In this version, human evil wasn’t a slow crawl; it was an infection introduced from the outside. Violence spread through the colonies not by accident, but by design. This structured view of corruption is exactly what the early American religious establishment wanted to remove to maintain social order.
Mel Gibson and the “Space Between”
Mel Gibson, a man who has experienced his own public “crucifixion” and “resurrection” in the eyes of the American public, has reportedly spent years digging into these Appalachian manuscripts.
“Mel started with a problem,” says a production insider in Los Angeles. “While preparing for the sequel to The Passion, he realized the standard story of the Resurrection felt incomplete. He started asking: ‘What happened in the three days when he was gone? Where did he go?'”
The answer, according to the forbidden texts, is a literal descent into a structured, occupied darkness.
Gibson has hinted in interviews that modern American Christianity has been “sanitized” and “stripped of its terror.” He isn’t talking about simple fear, but an overwhelming, cosmic awe. The Appalachian texts describe the “Beloved” (the American Christ) descending through seven levels of “Occupied Heavens,” disguised as a common worker, passing through the territory of the “Enemy” undetected until he reached the heart of the world.
The Siege of the Monasteries
The preservation of these 81 books is a story of American grit. For centuries, these monks have protected their libraries from “The Great Erasure.”
During various American conflicts—from the Civil War to modern unrest—monasteries in the Blue Ridge Mountains were targeted. Manuscripts were wrapped in oilcloth and hidden in limestone caves where “no federal army could reach.” Some monks reportedly memorized entire books word-for-word, ensuring that even if the Library of Congress burned, the “True American Record” would survive in their minds.
Recently, carbon dating performed at Ohio State University on fragments found in a remote cabin shocked the academic world.
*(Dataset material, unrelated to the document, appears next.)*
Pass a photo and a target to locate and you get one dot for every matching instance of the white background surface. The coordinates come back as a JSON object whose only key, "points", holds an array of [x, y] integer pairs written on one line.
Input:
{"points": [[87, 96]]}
The fragments dated back to the late 1700s, far earlier than many scholars believed these “expanded” versions existed in the American frontier.
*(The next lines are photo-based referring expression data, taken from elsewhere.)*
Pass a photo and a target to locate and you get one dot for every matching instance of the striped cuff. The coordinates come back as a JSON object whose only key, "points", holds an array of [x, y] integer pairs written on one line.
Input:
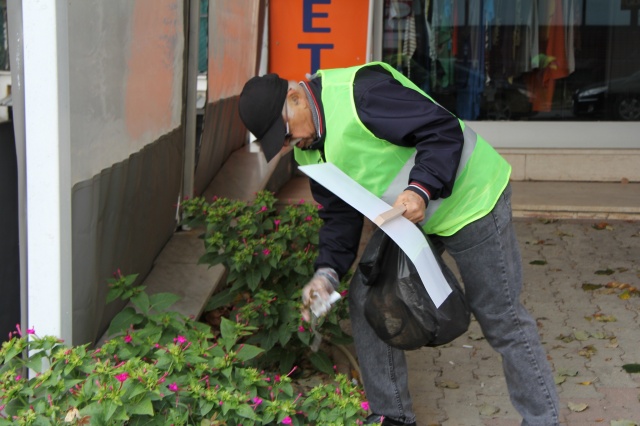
{"points": [[419, 189]]}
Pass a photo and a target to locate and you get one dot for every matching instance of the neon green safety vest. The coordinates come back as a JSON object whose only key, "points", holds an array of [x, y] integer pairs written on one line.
{"points": [[383, 168]]}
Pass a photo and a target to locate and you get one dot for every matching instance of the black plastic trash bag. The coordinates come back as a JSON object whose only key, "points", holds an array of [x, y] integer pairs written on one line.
{"points": [[397, 305]]}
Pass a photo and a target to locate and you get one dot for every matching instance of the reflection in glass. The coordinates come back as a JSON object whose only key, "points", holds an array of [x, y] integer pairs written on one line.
{"points": [[520, 59]]}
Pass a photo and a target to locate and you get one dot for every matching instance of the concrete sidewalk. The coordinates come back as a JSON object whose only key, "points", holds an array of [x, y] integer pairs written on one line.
{"points": [[589, 331]]}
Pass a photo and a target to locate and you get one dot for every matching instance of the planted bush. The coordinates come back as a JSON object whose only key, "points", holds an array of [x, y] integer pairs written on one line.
{"points": [[162, 368], [269, 255]]}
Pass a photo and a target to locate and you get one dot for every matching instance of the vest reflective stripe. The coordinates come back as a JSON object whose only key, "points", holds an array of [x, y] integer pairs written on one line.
{"points": [[399, 183]]}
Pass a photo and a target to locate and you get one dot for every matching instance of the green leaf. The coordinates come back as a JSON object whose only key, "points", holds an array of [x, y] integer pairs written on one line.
{"points": [[248, 352], [124, 320], [223, 298], [246, 411], [205, 408], [321, 361], [161, 301], [253, 279], [143, 407], [631, 368], [141, 301], [284, 334], [228, 329]]}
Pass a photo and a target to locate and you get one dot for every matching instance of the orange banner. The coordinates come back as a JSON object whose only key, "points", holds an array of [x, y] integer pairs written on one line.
{"points": [[307, 35]]}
The Son of Man in the Heartland
Perhaps the most shocking discovery in the Enoch scrolls is the description of the “Son of Man.” Long before the events in New York took place, these texts described a figure who held authority over kings and nations, sitting on a throne of glory.
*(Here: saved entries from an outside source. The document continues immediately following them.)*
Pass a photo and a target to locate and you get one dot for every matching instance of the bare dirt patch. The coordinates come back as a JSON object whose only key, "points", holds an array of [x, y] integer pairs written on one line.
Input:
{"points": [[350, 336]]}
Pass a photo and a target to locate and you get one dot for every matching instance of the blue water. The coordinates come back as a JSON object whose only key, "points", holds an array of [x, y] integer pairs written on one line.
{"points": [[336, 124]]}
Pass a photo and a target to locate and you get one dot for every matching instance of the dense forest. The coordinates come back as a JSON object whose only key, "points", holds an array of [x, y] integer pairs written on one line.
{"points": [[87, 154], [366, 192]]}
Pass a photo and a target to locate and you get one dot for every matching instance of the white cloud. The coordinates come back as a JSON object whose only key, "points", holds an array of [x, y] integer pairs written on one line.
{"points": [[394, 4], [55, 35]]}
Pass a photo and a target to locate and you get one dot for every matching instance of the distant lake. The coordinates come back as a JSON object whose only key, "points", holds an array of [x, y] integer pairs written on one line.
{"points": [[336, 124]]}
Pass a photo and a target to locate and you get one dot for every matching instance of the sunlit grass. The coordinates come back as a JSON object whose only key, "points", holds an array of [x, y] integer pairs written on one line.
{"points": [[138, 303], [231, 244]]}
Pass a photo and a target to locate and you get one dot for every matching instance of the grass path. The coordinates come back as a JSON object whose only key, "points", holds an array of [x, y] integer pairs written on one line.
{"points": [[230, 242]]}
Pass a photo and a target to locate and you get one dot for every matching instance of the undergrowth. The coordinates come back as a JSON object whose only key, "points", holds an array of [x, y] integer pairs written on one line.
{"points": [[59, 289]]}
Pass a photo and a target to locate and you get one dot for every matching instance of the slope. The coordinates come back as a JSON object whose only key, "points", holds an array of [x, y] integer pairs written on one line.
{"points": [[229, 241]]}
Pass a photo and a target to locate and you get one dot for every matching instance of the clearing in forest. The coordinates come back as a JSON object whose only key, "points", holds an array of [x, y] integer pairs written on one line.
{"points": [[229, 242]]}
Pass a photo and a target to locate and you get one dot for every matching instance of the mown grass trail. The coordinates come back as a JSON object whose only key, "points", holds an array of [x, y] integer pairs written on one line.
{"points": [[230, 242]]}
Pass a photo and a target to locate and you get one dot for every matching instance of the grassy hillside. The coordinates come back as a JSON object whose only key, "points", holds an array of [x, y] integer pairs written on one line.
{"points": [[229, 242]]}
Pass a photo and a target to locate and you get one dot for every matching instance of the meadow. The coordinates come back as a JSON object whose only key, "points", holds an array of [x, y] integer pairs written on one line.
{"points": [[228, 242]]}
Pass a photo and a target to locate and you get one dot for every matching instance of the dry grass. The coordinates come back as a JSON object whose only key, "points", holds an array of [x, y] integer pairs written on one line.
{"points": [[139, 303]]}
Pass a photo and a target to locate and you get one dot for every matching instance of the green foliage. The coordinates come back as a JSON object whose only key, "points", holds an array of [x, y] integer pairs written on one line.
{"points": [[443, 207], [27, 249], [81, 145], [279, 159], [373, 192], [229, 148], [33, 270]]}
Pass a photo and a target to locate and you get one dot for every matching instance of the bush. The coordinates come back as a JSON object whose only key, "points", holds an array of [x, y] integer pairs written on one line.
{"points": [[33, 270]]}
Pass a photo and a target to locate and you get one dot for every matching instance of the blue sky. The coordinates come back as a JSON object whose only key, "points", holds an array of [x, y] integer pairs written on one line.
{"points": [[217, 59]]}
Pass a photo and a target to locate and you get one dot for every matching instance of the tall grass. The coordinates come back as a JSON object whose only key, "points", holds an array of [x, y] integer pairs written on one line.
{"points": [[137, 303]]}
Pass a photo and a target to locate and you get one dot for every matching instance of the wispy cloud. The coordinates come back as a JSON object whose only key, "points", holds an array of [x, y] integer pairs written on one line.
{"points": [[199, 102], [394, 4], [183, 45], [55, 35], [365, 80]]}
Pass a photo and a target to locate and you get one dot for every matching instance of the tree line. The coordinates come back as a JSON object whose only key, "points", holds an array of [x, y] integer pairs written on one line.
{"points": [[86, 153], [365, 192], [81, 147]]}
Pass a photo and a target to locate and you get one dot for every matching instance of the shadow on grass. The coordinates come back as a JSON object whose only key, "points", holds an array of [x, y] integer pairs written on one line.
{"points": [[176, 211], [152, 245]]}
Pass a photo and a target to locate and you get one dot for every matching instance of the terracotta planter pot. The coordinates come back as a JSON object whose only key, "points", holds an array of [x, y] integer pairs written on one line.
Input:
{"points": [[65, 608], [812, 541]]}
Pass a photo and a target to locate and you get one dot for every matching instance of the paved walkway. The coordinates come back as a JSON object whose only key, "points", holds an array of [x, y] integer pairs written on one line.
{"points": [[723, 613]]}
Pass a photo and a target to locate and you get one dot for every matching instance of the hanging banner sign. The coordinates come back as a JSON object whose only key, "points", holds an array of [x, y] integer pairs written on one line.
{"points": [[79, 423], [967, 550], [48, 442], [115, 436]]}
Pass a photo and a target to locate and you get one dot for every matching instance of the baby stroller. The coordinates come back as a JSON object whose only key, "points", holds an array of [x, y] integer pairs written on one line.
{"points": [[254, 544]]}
When the American Christ—Joshua—began his ministry in the rural towns of Pennsylvania and Ohio, he repeatedly called himself the “Son of Man.” Scholars now believe he was intentionally stepping into a role already defined by the forbidden Enochian texts—a role his followers in the rural heartland would have recognized immediately, even as the religious elites in the big cities were baffled.
Conclusion: The Unseen Ascent
As Mel Gibson prepares to release his latest work, the tension between the “66-book America” and the “81-book America” is reaching a breaking point.
The Appalachian texts tell a story of a figure who descended in secret and ascended in total, terrifying glory—revealing that the systems ruling the world (from the corporations of Wall Street to the halls of D.C.) are part of a much larger, unseen structure.
“The truth was never meant to stay hidden,” says one monk from the Ohio valley. “It was only delayed. America is about to see the full picture.”
Whether audiences are ready for the “Terror” Mel Gibson is about to unleash remains to be seen. But one thing is certain: the American story is much older, and much stranger, than the history books led us to believe.